The Role of Government

Kenney says government’s role is to provide essential services such as safety, roads and education.

“But I am a person who is very much in favor of local control. In some cases, less government is best government,” Kenney says.

Kenney says government should help “the most vulnerable” people, including those “developmentally disabled or people with mental health issues or people that are less fortunate because they have had some illness.”

Cryans says: “I’ve always felt the role of government is there to help people that need help, social services and stuff like that. It is there to do the basic things we all want. Good roads. Good drinking water. To provide services the general population expects in the most cost-efficient way.”

The Judge

Last year Kenney was one of three votes rejecting Gov. Hassan’s nomination of Dorothy Graham as Superior Court judge.
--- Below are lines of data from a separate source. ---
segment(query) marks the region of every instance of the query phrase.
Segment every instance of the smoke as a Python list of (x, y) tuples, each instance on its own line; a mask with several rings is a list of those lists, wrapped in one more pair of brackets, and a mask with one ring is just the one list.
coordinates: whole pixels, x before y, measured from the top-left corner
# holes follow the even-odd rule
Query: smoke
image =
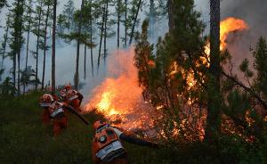
[(93, 89), (86, 111), (98, 108), (109, 120), (121, 120), (124, 128), (146, 128), (152, 125), (150, 103), (142, 98), (134, 66), (134, 49), (115, 51), (108, 62), (107, 78)]
[[(232, 53), (235, 66), (239, 66), (245, 57), (252, 62), (250, 47), (255, 47), (262, 36), (267, 38), (267, 1), (265, 0), (223, 0), (222, 2), (222, 19), (234, 16), (244, 20), (249, 30), (242, 35), (231, 35), (229, 38), (229, 50)], [(237, 38), (238, 37), (238, 38)], [(233, 42), (231, 42), (231, 40)]]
Graham was a public defender for two decades, which sometimes put her at odds with Manchester police. But Manchester Police Chief Enoch F. Willard sent a letter to the Executive Council urging her appointment. It said, in part, “she is of unquestioned integrity, honesty and her commitment to fairness is absolute.”

Graham’s nomination was killed on a 3-2 vote by Kenney and Republicans Chris Sununu and David K. Wheeler.

At the time, New Hampshire Public Radio reported that Kenney explained that he rejected Graham after reading an article in a conservative Republican publication.

It began: “New Hampshire Gov. Maggie Hassan tapped a public defender with a history of trying to get child rapists off on technicalities for a vacant judgeship.”

However, public defenders are assigned cases, have no choice and NHPR reported that the American Bar Association standards say an appointed lawyer must defend the client with “devotion.”

In a recent interview, Kenney told InDepthNH.org that the “compelling” reason he voted against Graham was that as a public defender she lacked the “diversity in her background” to be a judge on the Superior Court.

But then he added: “The other reason was that we looked at many of the cases she did defend and some of them were some severe cases of sexual predators that she was defending and asking for reduced sentencing and I don’t like that.”

Cryans says Graham was qualified and Kenney should not have rejected her because he didn’t like the people she was assigned to defend.

Planned Parenthood Funding

Last year Kenney voted against awarding a $549,000 contract to Planned Parenthood of Northern New England. He joined Executive Councilors and fellow Republicans Chris Sununu and David Wheeler to kill the contract.

According to New Hampshire Public Radio concerns cited at the meeting involved allegations around a video by an anti-abortion group that seemed to show Planned Parenthood executives from outside New England discussing getting money for fetal tissue.

But Planned Parenthood claimed the video was edited and misleading, it was widely discredited as edited and Politifacts concluded the claim that “some Planned Parenthood chapters have been selling the body parts of aborted fetuses for profit” was false.

Planned Parenthood of New Hampshire also said it does not donate fetal tissue and failing to fund the contract would hurt 12,000 women a year who receive other health services.

Kenney said the video did not play a significant role in his decision. “That was the theater around Planned Parenthood, but with it or without it I would not have supported Planned Parenthood,” he said.

He said he has always opposed Planned Parenthood because it supports abortion and he thinks the state should be providing the other health services such as mammograms.

Cryans says “I think the services they offer are essential for women. To say that somebody else would do it. No one else stepped forward. They had the contract for 40 years.”